Some of the best advice any writer can take is to write what you know. I try to keep that in mind during those weeks when there’s not much to say.
The problem with writing what I know is that with every passing year, I seem to know less. There was a time, for example, when I thought I knew a little about markets. A lot of us think we do when the rising tide raises all vessels, but today, markets are irrational. Some boats seem to levitate ever higher while the economic tide recedes like a beach just before a tsunami. This I know – but it doesn’t take long to say that, so best to write about something else.
There was a time when I knew quite a lot about information technology and computer hardware. Funny how when you start doing what interests you for a paycheck, that interest can quickly sour, but now that I don’t make my living herding electrons, my interest is once again on the rise. Unfortunately I don’t want to spoil it by having to write about it.

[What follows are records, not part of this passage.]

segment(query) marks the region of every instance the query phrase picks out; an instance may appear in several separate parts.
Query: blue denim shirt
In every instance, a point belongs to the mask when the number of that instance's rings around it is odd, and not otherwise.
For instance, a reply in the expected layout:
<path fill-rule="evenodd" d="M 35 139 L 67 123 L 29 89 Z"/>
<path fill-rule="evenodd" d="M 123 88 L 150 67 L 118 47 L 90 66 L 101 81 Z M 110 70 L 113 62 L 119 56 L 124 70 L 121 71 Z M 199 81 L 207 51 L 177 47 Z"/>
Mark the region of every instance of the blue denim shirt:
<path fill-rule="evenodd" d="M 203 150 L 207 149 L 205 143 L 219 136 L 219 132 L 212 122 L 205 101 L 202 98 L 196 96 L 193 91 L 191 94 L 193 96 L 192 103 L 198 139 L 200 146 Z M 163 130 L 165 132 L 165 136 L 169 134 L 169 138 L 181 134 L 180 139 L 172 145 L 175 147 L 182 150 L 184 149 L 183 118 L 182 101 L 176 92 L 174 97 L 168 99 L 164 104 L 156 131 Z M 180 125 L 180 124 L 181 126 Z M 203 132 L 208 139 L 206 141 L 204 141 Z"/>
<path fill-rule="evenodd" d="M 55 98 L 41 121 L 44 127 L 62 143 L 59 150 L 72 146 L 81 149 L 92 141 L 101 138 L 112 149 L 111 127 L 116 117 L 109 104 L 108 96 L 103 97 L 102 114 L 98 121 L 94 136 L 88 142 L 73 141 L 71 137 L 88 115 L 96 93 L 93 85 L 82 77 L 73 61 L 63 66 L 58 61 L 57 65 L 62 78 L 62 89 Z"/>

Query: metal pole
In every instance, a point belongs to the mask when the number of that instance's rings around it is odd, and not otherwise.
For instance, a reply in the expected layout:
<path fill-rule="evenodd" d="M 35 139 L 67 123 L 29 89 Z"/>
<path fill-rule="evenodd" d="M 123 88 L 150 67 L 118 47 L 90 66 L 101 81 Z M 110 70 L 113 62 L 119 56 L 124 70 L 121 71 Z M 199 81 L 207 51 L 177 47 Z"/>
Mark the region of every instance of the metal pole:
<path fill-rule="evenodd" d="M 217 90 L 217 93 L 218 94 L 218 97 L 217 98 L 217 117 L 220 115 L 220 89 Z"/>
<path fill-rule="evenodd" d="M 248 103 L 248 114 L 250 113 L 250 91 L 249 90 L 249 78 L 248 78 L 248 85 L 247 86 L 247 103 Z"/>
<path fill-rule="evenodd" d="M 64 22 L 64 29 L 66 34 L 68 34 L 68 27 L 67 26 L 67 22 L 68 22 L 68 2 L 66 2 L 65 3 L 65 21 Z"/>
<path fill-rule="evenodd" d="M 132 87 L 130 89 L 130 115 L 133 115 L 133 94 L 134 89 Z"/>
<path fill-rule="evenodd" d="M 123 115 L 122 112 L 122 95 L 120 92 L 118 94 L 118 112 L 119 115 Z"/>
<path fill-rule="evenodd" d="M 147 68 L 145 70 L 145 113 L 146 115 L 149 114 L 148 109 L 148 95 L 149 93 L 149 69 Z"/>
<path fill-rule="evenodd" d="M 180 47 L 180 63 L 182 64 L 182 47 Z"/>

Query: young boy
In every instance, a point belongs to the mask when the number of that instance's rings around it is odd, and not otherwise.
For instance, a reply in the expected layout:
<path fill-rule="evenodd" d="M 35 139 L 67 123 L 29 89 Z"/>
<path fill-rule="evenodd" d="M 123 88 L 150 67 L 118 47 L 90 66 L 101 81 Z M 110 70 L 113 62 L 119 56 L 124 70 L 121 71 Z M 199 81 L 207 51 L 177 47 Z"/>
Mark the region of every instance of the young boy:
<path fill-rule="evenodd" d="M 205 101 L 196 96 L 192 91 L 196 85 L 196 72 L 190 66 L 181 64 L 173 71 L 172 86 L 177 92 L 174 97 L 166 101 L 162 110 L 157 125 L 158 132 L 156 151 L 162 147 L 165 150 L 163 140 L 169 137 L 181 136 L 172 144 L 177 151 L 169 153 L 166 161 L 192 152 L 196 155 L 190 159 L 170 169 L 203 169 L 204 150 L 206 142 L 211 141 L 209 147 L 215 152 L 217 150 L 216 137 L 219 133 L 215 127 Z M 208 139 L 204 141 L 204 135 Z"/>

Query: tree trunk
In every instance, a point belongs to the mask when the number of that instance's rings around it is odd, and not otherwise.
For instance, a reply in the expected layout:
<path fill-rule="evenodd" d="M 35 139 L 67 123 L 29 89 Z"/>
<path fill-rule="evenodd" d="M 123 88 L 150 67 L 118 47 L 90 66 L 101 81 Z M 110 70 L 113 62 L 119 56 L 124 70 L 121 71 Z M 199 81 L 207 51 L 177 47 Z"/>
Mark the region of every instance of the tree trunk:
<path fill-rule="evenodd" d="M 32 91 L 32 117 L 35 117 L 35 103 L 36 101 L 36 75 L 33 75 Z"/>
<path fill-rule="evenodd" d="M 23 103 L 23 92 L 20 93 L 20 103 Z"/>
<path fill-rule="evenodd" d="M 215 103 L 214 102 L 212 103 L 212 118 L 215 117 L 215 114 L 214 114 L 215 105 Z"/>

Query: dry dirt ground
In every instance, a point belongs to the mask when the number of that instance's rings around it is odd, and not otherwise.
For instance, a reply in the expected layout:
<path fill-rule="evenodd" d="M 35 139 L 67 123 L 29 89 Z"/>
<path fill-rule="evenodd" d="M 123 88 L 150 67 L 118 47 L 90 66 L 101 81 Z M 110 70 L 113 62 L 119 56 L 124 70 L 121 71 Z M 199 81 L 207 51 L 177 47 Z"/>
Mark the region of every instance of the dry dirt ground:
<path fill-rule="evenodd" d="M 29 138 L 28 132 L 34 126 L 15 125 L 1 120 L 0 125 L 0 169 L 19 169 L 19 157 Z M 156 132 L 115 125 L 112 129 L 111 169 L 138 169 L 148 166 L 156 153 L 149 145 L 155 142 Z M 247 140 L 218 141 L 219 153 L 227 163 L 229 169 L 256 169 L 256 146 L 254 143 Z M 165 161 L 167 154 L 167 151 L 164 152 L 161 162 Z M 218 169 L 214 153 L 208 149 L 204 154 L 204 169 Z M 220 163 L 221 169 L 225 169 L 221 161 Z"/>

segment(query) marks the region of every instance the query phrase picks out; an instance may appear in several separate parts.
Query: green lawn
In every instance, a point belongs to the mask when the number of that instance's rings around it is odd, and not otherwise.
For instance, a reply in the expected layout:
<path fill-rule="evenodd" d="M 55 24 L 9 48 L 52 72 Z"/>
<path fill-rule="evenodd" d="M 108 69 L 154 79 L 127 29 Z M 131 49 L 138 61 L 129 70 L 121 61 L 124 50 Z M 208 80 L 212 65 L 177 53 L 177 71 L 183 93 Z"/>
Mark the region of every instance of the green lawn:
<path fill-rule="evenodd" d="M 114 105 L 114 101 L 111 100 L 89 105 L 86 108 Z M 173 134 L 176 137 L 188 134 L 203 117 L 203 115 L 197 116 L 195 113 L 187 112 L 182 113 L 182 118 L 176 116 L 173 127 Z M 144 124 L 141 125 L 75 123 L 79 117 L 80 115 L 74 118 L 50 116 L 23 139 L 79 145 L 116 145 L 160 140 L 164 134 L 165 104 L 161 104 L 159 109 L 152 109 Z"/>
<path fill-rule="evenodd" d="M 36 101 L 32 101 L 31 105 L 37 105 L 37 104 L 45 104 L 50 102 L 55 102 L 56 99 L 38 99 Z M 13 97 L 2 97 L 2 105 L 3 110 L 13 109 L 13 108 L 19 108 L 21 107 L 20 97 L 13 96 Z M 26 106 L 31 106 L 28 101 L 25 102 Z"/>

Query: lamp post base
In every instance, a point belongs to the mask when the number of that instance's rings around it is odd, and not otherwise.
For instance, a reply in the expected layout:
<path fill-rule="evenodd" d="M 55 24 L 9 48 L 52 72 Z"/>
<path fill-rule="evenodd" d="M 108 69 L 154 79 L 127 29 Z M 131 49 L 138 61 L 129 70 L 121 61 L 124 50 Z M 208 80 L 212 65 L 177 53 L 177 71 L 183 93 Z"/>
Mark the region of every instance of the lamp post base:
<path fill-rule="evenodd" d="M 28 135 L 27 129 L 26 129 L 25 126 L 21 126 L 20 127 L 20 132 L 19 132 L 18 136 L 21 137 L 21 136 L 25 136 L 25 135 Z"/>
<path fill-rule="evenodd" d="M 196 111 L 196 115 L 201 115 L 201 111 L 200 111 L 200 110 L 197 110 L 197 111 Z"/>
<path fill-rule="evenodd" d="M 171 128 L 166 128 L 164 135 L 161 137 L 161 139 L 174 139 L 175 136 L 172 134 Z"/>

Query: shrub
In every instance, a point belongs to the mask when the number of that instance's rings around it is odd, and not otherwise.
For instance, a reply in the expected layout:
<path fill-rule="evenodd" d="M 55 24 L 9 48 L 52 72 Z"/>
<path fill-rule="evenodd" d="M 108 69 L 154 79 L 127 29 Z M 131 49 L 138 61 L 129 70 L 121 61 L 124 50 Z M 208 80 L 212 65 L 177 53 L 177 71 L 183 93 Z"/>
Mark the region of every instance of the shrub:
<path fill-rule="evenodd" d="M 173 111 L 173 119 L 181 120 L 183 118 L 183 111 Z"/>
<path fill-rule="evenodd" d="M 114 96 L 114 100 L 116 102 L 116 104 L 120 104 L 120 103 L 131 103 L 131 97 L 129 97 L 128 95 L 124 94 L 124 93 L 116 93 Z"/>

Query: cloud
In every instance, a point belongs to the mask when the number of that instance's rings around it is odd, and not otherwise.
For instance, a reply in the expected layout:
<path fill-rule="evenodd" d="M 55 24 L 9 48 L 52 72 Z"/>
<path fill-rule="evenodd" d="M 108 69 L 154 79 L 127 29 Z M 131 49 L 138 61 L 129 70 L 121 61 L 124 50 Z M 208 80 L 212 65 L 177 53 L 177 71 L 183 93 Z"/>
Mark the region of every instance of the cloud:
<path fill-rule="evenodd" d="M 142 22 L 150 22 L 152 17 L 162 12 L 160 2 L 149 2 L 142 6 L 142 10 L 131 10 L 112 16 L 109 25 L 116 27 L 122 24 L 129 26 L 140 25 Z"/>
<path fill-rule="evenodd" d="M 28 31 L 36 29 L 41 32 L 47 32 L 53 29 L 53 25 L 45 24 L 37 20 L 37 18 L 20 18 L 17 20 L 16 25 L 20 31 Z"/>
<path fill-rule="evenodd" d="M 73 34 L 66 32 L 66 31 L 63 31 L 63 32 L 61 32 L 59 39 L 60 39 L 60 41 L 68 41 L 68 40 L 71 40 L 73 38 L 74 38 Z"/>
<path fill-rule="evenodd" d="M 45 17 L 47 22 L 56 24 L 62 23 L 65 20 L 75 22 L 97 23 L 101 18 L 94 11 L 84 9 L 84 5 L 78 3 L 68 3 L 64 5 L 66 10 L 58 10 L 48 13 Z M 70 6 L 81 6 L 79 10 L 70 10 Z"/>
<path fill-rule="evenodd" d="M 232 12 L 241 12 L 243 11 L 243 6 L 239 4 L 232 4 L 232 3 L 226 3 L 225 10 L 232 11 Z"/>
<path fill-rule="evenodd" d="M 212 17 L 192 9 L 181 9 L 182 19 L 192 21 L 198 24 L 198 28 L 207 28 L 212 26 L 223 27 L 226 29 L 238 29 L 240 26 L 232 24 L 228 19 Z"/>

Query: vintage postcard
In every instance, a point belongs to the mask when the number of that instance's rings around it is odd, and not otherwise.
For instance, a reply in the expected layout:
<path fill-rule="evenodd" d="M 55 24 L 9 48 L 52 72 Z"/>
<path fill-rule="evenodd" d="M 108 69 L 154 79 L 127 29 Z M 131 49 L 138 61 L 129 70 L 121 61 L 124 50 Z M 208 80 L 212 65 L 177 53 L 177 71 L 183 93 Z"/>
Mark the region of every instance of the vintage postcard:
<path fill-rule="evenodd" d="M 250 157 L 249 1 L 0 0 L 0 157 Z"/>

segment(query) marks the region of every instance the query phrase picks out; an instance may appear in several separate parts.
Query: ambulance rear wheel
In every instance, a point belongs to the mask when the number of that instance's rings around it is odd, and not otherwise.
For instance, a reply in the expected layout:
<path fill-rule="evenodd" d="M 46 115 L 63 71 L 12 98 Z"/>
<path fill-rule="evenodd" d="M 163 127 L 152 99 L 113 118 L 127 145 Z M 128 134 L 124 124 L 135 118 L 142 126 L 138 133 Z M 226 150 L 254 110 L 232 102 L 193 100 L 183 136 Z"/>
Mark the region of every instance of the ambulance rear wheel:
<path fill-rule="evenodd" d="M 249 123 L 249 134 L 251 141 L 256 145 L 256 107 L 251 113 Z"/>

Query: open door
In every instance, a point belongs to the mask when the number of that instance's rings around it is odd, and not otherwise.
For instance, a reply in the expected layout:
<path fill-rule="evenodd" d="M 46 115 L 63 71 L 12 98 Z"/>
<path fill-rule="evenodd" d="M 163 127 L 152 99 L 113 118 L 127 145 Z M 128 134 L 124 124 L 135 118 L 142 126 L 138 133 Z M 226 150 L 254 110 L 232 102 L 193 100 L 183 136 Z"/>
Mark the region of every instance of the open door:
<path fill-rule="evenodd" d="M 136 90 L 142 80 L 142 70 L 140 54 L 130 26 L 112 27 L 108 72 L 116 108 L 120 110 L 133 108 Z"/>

For a number of years I made my living as a wilderness guide and counselor in a career that combined both interests. I stayed with it about three times the average 4 year burnout period, and while I didn’t get completely burned out, I did get scorched around the edges. OK maybe I did get burned out. It’s hard not to when you’re dealing with one group after another of angry and dysfunctional human beings while sleeping on the ground in a damp sleeping bag. So I stepped away from that career. But after resting on the plate like a filet of blackened trout I discovered that there was some flavor left under the crust.
That’s why I still write about the wilderness from time to time and occasionally delve into human behavior, though I barely know enough about those subjects to blacken a sardine. I still love the wilderness. Human behavior, not so much. In fact, it’s a good thing that God loves the world because if it were up to me, the world would be out of luck, and while we’re being frank, loving my neighbor as myself is the best I can manage on a good day – and I don’t have a lot of neighbors.
My friends have often heard me say that I don’t like people very much, but I care a great deal for persons. People can be very lovable in person or in small groups. When you start stacking them together, however, you’re going to run into problems. Group dynamics. The behavior of most people tends to change in a group setting. Like chickens.
As it turns out, I do know something about chickens. And bees. Chickens are somewhat predictable. Bees…do what bees do. Like cats. So let’s talk about birds and bees, and chickens.
It has been a beautiful week on the farm. The bees are busy with partridge pea and the hummingbirds have discovered the jewel weed by the frog pond. They are both working tirelessly during this time of abundance and the meadow is filled with a contented buzz.
We’ve had a rainy year – a rainforesty rainy year. The algae on the deck has algae growing on it. This is the greenest blooming September I remember in a long time, and while those who can, make hay while the sun shines, weather delays have put us behind schedule in the construction of our new chicken house. As a result, the chicken herd has started to outgrow their temporary accommodations and they are beginning to experience social unrest in their relatively urban setting.
When they were small and innocent with plenty of elbow room (assuming that chickens have elbows) they were peaceful and content and awfully cute. Now that they are bigger, hungrier and more opinionated, The “Pecking Order Syndrome” has disrupted their mostly peaceful pursuits, and they are acting out in mostly peaceful protest. Mostly. Occasionally feathers do fly.
Lately they have evolved their language to include some unkind and inflammatory pejoratives. Yesterday I heard, “Baraaaahhck buck buck buck buck buck…SKANK!!!” (“Skank” is shrieked about an octave above high C, and it means about the same in Chickenese as it does in English.)The argument was between two hens who wanted the same piece of greenery.
Understand that we enhance their diet with bundles of stilt weed and grass – they love it, and it is plentiful. They have more than they can possibly eat, but every day now we hear squabbles and complaints and the stillness of these halcyon days is interrupted by cries of “Skank!” and “Peeeeewwwww!” (We haven’t translated that one yet.) The chickens have divided into groups of associates who only hang out with each other. I’m afraid they have formed political parties. Skank.
Which brings us back full circle to human behavior. Can we better understand politics and humanity by observing chickens? Group dynamics for chickens is fairly simple. It’s a matter of breed and greed. When they breed past a certain population density, their natural greed is aggravated to the point where it begins to affect their behavior. Like humans. We never hear about riots and looting in small towns.
Enough people understand that now that there is a push on to escape the crowded coops of the city for places with more elbow room. This could be a good thing, to a point, especially for the people doing the escaping. The trick is, for small towns and rural areas, places like ours where life is peaceful and good, to find that point, that formula that lets you know when the coop is crowded enough, because past that point, greed begins to bump up against greed and feathers start to fly.
I hope that doesn’t happen to all the little places we love in this beautiful area. Nothing against Gatlinburg, but if we wanted to live there, we would be there, and I would have a lot less wilderness to write about, and a lot more fowl behavior.
In the meantime, we’ll keep an eye on the weather, and on the birds and bees and chickens around us – especially the bees. They might have something to tell us about what comes next in these interesting times.